A arte do mosaico no imaginário dos habitantes de Copacabana

 

 

 

Embora esteja no cotidiano visual dos cidadãos de Copacabana, poucos são os que percebem o quanto a antiga arte do mosaico está presente na vida de sua gente desde a construção do calçadão ao longo da Avenida Atlântica, no início do século XX. Pois a mesma expressão plástica, em forma mais refinada, também ganha destaque nas paredes dos prédios que marcaram o processo acelerado de verticalização do bairro a partir da década de 40, coincidindo com a criação das primeiras fábricas de pastilhas cerâmicas e vítreas no Rio e em São Paulo.

 

As primeiras pedras para fazer calçamento no Brasil foram importadas de Portugal pelo prefeito Pereira Passos, que com elas pavimentou em 1905 os dois lados da Avenida Central (denominada Avenida Rio Branco a partir de 1912 como homenagem ao Barão do Rio Branco, falecido naquele ano). Além das pedras, o prefeito mandou trazer de Portugal os operários calceteiros para fazer o trabalho. Muitos deles permaneceram no Brasil onde constituíram famílias. As pedras vindas de Portugal eram calcita (branca) e basalto (negro), das quais o Brasil possui jazidas colossais, identificadas logo depois de sua importação, que nunca mais se repetiu. Mas a denominação “pedra portuguesa” ficou. Obviamente, em Portugal não a chamam assim. Em algumas regiões são conhecidas por “pedra pequena”, que traduz a expressão “petit pavé” dos franceses e que é também empregada, na forma estrangeira, pelos brasileiros da região sul, especialmente os catarinenses e gaúchos.

 

Na Avenida Atlântica, a primeira calçada da orla não apresentava a sensualidade das ondas que iriam tornar-se logotipo internacional do bairro a partir dos anos 40. Era apenas uma repetição de desenhos trazidos pelos mestres calceteiros, semelhantes a outros já existentes em Lisboa.
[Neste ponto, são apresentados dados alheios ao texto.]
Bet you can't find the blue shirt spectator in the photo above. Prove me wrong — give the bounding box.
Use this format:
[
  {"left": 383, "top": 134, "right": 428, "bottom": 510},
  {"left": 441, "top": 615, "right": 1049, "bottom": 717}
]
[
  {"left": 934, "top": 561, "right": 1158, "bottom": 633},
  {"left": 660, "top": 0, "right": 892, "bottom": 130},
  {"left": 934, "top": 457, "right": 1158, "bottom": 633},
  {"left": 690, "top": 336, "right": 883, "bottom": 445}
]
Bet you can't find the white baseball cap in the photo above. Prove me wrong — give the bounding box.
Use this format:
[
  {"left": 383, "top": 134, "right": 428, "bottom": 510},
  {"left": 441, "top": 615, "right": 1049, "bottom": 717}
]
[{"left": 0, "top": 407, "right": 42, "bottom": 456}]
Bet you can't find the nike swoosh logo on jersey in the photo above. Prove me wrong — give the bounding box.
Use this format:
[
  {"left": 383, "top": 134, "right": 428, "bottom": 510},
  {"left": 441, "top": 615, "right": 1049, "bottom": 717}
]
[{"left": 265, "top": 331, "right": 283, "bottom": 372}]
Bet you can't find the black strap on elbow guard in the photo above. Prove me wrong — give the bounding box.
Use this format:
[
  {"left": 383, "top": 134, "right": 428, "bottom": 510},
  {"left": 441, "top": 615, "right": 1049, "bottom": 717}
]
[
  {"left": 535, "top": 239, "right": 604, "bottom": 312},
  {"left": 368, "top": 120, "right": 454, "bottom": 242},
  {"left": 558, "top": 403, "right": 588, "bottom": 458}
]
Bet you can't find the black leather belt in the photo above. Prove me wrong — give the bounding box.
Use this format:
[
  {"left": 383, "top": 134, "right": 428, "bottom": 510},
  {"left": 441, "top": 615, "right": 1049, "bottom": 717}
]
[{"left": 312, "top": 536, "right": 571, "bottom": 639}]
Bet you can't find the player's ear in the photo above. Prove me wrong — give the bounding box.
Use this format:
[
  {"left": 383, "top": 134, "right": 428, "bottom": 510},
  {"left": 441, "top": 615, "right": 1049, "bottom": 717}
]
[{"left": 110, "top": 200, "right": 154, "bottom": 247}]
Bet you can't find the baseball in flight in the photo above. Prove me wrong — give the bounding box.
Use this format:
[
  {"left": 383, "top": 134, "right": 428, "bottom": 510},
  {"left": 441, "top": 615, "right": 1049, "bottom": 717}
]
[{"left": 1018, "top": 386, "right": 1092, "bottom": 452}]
É interessante estudar a diferença a partir de uma foto clássica da marcha dos 18 do Forte, ocorrida a 5 de julho de 1922, exibida aqui no site, registrando um momento emocionante da história brasileira. Ao lado dos tenentes rebelados, vê-se o traçado de curva pouco acentuada da calçada, única testemunha do massacre que as forças governistas perpetraram nas areias de Copacabana, datando o nascimento do movimento tenentista que iria marcar a vida político-militar do país por décadas.

 

As muitas ressacas que se seguiriam após os anos 20 exigiram reformas sucessivas no piso de calçada que logo ganhou curvas mais acentuadas, algumas vezes perpendiculares ao movimento das ondas, que pretendia imitar, outras reproduzindo-as paralelamente, como convém. O modelo foi mantido ao longo das últimas décadas, consagrando-se ao final dos anos 60  quando Roberto Burle Marx foi chamado a dar nova cara aos espaços pavimentares resultantes da duplicação da pista.

 

O paisagista preservou as curvas da orla, aguçando suas dimensões para que ganhassem ainda mais visibilidade e inovou no canteiro central e junto aos edifícios com a introdução de pedras vermelhas, com as quais tirou grandes efeitos plásticos, que sugerem inspiração nos traços artísticos dos desenhos das tribos indígenas brasileiras, especialmente os Kadiweu, exímios coloristas de objetos cerâmicos.

Outro mosaico em Copacabana sem assinatura...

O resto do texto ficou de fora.